Thoughts After You've Left Me With Myself Your lacking touch Is affecting how I feel About my skin; I've fallen out of love with it As you have. But I'm looking— Anything left of you To relish myself in. I don't comprehend it; How you could Forswear me here With an absent piece of you In everything I've got. See, my phone still Wakes me, But it's an alarm and Not your ringtone, and I still buy bras at Victoria's Secret But your scope of sexy Is no longer my optic, And man, I fall asleep anyway, I just can't tell you goodnight. If you didn't show me The unwitting perks Of always looking up; If only I didn't admire you So damn much.
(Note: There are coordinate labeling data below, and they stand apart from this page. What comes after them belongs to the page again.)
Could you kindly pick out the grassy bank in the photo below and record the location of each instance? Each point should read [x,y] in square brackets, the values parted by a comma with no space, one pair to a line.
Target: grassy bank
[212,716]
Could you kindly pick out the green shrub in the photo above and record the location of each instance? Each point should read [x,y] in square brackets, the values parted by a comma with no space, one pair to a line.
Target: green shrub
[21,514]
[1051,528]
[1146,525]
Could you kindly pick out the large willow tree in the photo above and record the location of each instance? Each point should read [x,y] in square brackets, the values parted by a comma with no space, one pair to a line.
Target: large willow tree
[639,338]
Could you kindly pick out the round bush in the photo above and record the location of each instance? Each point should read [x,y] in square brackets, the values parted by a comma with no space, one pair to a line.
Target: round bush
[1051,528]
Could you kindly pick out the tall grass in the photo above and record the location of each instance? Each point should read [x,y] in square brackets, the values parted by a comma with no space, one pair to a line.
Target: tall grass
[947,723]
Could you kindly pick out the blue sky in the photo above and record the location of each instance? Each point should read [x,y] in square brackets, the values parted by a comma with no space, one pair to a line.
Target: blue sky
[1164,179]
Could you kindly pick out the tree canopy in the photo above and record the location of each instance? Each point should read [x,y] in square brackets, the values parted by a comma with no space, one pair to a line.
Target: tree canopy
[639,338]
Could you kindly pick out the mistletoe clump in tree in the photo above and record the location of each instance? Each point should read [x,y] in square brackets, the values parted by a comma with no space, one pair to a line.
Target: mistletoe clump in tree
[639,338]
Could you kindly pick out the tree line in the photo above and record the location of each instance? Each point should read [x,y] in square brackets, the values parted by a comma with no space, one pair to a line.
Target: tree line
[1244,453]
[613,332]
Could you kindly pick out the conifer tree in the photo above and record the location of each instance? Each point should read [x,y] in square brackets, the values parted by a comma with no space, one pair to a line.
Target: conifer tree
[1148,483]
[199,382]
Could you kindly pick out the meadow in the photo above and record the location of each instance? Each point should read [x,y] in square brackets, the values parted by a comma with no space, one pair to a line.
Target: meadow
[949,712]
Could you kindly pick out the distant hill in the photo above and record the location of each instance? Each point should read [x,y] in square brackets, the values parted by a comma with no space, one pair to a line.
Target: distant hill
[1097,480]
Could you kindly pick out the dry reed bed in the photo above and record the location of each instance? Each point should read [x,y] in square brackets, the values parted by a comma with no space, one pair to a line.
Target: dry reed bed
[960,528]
Maybe then I'd be released From the inapt hope I'm stranded here with (Arms open, I know you're Coming back) Maybe then I'd be forced To see The best of me Without you. My God, How much easier it'd be To undertake the sole task Of loving myself If I'd never been loved By something So damn beautiful.
Thaw Quilted by the frost Of moving on, You're calm Like those sweet First flurries of snow Before the downpour; But my sight Is marred By my own blizzards—To me you are An ice sculpture, An opus I can admire, but Can't touch, can't hug, Can't warm with my inbred need To bring you back To the right body temp, To safety; You're there Over a landscape of white blanket, Of storms, of snow I can pack and pound with my Unprotected, my wincing, Frostbit hand and throw, Throw your way, And if it hit you, it wouldn't hurt, You're already ice And I'm only human Wishing I was weightless, wishing I Could carry myself across the Waters you're pillared on Without falling through, Sliced at the ankle and Reaching— You above me, you motionless, You watching me drown in your own Fantastic and dangerous element. They say don't fight fire with fire but What about snow with ice, Cause maybe, maybe I'll aim it Right at your heart, maybe it doesn't have To hurt to shatter you a bit, Maybe you'll conclude You aren't gaining With each that I miss, and maybe By the end of the match I'll ask you to sit inside By the fireplace and maybe you will, Maybe you will and you'll be Waiting for me there with udon soup and A japanese horror flick, and it'll be like The pond defrosted, like it's spring coming, Like I really did give back Your warmth, Like the crest of the wave travels Without ever crashing to shore, Like we're floating on it, again, and We'll melt back into each other, Quilted by the sun of A pathetic, Of a fairy tale Forgiveness.